The familiar puffball is one such example of the fruiting body of a fungus that grows in rotting wood. The spores of this type of mushroom mature within a pliable, spherical sac (the peridium) that is entirely enclosed except for a hole in the top through which the spores will be emitted. This is a fairly passive process - the energy needed to eject the spores in supplied by an external force, all the puffball needs to do is sit there and wait. The most common way puffballs release their spores is through the impact of raindrops or from small animals bumping into the peridium. When this happens, the spores are ejected en masse, in a cloud that looks like a puff of smoke (hence the name).

Our common local puffballs are in the genus “Lycoperdon,” a scientific name that my favorite mushroom book of all time (“Fascinating Fungi of New England” by Lawrence Millman) explains as follows “What witty folks taxonomists are! They decided to call a well-represented puffball genus Lycoperdon, which means ‘wolf fart’ in Latin. I’ve never been near a flatulent wolf, but I suspect that it’s considerably less fun than watching Lycoperdon spores explode into the air.” Watching puffball spores explode into the air is serious fun. If you see some in the woods, try touching them, if they are ready, you’ll release clouds of spores into the air. It is almost addictive, I can’t walk by a patch without touching them. One word of caution though, try to avoid inhaling the spores, they can irritate your lungs.

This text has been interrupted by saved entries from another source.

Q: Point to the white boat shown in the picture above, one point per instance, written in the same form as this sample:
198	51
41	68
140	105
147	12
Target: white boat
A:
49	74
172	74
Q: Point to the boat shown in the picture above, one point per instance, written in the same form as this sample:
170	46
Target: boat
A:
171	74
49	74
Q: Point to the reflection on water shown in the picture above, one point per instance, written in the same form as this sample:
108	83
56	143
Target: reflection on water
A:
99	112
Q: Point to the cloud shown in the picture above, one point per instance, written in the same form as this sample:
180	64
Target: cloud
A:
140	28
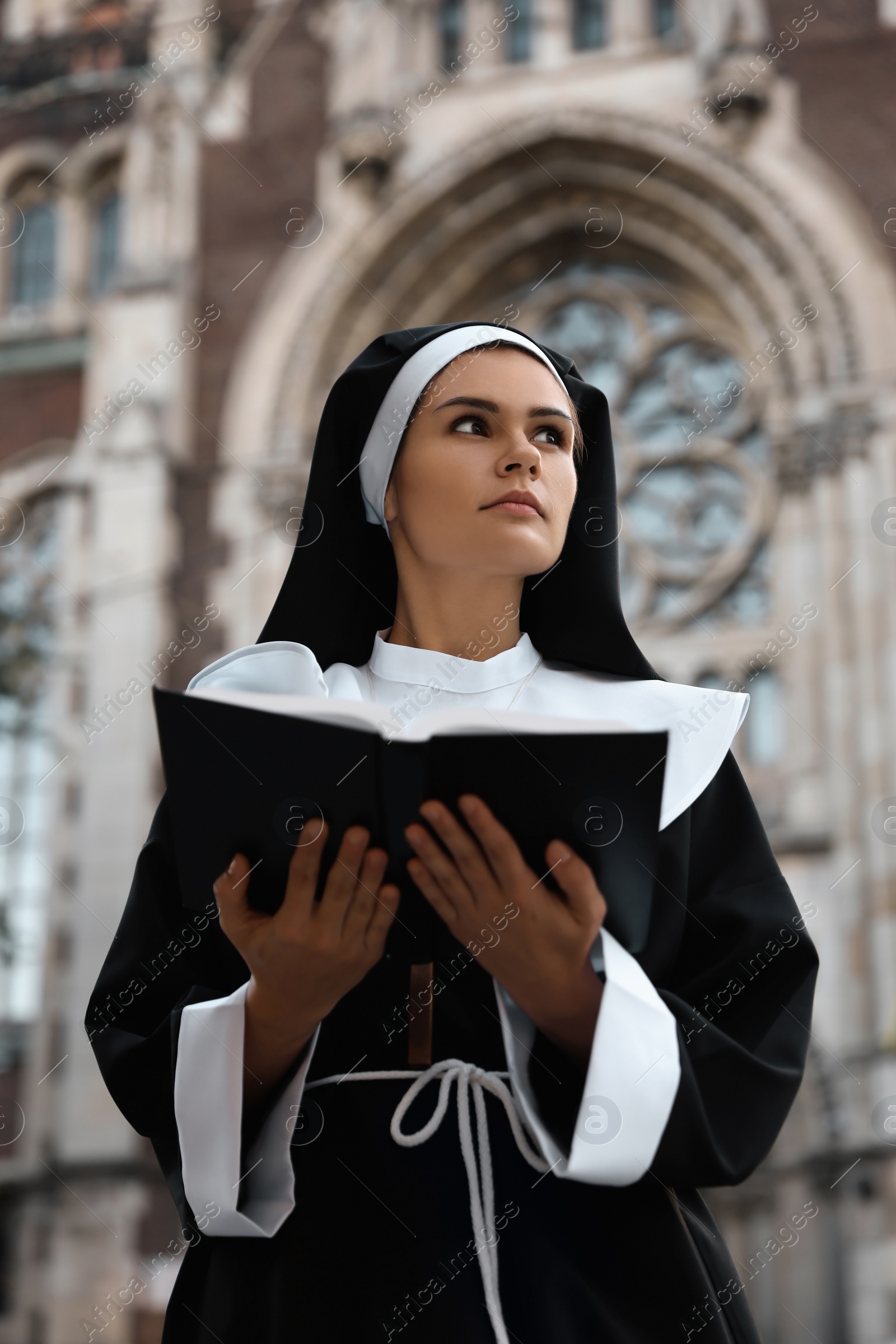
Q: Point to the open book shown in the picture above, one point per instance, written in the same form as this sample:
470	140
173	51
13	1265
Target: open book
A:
246	772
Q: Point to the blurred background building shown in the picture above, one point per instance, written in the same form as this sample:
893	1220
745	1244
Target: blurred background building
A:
207	211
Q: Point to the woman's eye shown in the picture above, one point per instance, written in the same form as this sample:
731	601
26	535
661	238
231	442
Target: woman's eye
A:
469	425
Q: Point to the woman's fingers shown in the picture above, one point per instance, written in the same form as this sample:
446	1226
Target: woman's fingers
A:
237	920
577	882
366	894
342	880
302	871
499	844
423	880
441	867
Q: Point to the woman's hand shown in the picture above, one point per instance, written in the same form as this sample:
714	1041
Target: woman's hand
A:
542	959
309	955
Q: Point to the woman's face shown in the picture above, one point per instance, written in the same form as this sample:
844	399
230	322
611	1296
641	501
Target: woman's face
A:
486	479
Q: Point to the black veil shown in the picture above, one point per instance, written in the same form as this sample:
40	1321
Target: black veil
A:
342	582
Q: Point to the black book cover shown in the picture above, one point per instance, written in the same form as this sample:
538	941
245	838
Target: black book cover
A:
245	779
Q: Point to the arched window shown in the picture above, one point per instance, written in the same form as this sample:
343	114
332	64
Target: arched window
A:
664	18
589	25
692	455
519	32
450	31
104	261
765	723
32	258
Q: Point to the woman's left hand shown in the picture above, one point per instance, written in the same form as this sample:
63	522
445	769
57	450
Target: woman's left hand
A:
542	956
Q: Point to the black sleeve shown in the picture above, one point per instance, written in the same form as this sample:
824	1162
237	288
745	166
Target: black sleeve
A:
740	988
162	959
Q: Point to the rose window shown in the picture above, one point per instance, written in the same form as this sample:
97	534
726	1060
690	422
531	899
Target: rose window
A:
692	460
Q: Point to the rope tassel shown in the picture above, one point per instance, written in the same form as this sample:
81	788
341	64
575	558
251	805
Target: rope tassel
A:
469	1078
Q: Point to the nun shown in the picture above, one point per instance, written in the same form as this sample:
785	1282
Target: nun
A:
500	1133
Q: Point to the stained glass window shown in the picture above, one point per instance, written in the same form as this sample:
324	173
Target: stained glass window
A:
692	459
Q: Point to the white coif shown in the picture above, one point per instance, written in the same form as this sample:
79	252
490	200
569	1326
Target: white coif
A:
476	1081
401	399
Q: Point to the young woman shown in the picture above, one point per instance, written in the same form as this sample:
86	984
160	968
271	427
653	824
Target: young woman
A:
293	1070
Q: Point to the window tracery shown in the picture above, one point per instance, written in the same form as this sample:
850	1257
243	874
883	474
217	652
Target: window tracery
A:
692	457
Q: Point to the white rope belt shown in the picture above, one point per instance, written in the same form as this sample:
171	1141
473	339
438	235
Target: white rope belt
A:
480	1178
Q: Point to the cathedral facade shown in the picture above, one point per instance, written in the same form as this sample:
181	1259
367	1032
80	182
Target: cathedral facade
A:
207	211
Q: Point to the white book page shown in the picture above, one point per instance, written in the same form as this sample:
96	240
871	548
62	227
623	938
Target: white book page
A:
374	718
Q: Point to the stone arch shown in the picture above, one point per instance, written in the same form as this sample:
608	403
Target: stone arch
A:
459	230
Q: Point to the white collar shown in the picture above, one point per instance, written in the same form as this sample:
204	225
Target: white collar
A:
421	667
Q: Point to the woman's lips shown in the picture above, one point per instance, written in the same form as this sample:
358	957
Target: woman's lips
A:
520	503
515	507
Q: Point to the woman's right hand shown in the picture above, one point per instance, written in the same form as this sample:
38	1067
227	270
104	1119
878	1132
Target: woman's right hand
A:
309	955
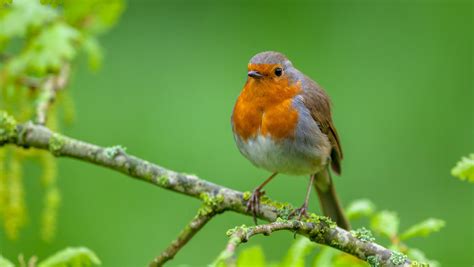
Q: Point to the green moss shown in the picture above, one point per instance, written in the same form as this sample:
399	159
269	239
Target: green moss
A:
205	210
56	143
363	234
398	258
210	200
246	196
373	261
112	152
163	180
232	231
7	127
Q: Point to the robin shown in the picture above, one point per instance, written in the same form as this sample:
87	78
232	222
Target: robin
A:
282	123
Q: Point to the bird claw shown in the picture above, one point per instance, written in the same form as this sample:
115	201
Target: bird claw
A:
253	204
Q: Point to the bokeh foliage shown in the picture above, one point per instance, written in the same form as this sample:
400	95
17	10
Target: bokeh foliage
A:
37	41
399	75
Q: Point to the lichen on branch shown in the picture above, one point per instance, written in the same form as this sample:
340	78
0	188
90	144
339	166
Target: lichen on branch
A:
319	229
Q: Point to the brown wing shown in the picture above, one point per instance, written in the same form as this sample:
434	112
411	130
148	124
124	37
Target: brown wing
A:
318	102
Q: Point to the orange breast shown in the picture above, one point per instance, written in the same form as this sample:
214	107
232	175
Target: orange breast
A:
265	106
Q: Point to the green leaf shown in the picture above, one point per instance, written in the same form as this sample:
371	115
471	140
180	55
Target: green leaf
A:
47	51
23	15
94	16
385	223
423	228
94	52
297	252
418	255
5	263
71	257
464	169
360	208
252	256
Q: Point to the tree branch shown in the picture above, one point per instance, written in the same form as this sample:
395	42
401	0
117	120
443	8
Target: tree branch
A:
317	228
204	215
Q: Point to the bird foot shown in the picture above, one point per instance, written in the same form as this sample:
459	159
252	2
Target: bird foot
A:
253	204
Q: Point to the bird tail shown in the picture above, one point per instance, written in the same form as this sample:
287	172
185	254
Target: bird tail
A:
328	199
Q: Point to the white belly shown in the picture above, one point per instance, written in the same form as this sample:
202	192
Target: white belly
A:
286	156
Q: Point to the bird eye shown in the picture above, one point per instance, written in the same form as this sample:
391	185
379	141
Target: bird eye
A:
278	71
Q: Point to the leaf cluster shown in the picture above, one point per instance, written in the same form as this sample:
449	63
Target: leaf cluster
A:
384	224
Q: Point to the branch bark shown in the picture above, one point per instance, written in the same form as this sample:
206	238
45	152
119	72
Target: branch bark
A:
205	214
318	229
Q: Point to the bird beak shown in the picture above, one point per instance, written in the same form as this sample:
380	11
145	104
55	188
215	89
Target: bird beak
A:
254	74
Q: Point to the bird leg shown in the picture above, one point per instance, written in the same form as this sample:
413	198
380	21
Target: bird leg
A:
302	210
253	203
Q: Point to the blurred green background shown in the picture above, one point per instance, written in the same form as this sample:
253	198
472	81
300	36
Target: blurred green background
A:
399	75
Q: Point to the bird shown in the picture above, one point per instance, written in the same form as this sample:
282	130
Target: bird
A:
282	123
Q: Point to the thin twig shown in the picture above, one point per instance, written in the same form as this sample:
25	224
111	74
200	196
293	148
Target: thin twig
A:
37	136
196	224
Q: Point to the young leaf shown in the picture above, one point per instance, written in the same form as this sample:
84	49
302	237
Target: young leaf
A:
5	263
252	256
94	52
423	228
297	253
419	256
464	169
22	16
385	223
78	256
360	208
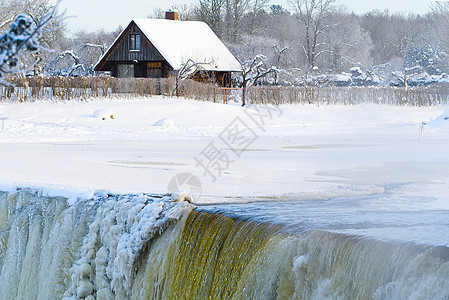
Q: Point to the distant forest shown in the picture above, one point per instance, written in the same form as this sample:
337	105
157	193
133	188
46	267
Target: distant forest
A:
316	39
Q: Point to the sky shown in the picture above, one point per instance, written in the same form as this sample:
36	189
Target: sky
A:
93	15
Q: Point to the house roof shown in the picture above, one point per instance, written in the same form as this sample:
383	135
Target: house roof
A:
179	41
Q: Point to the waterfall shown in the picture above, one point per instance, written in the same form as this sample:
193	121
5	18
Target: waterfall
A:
157	247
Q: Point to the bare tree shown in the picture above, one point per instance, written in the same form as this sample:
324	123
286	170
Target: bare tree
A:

Once these spores are released they go on to do amazing things. The spores from some mushrooms - the wheat rust fungus, for example - have been tracked from Mexico up to Canada. Fungal spores have been found over 30,000 feet up in the atmosphere. Back in the 1930s Charles Lindbergh participated in some spore collection studies over the Arctic Circle — he found them there, 3,000 feet up, out over the ocean in the middle of nowhere. Amazingly, while up in the atmosphere fungal spores can help make rain by serving as condensation nuclei around which raindrops condense. I like to think about this when I push on a puffball peridium and release those thousands upon thousands of tiny spores into the air.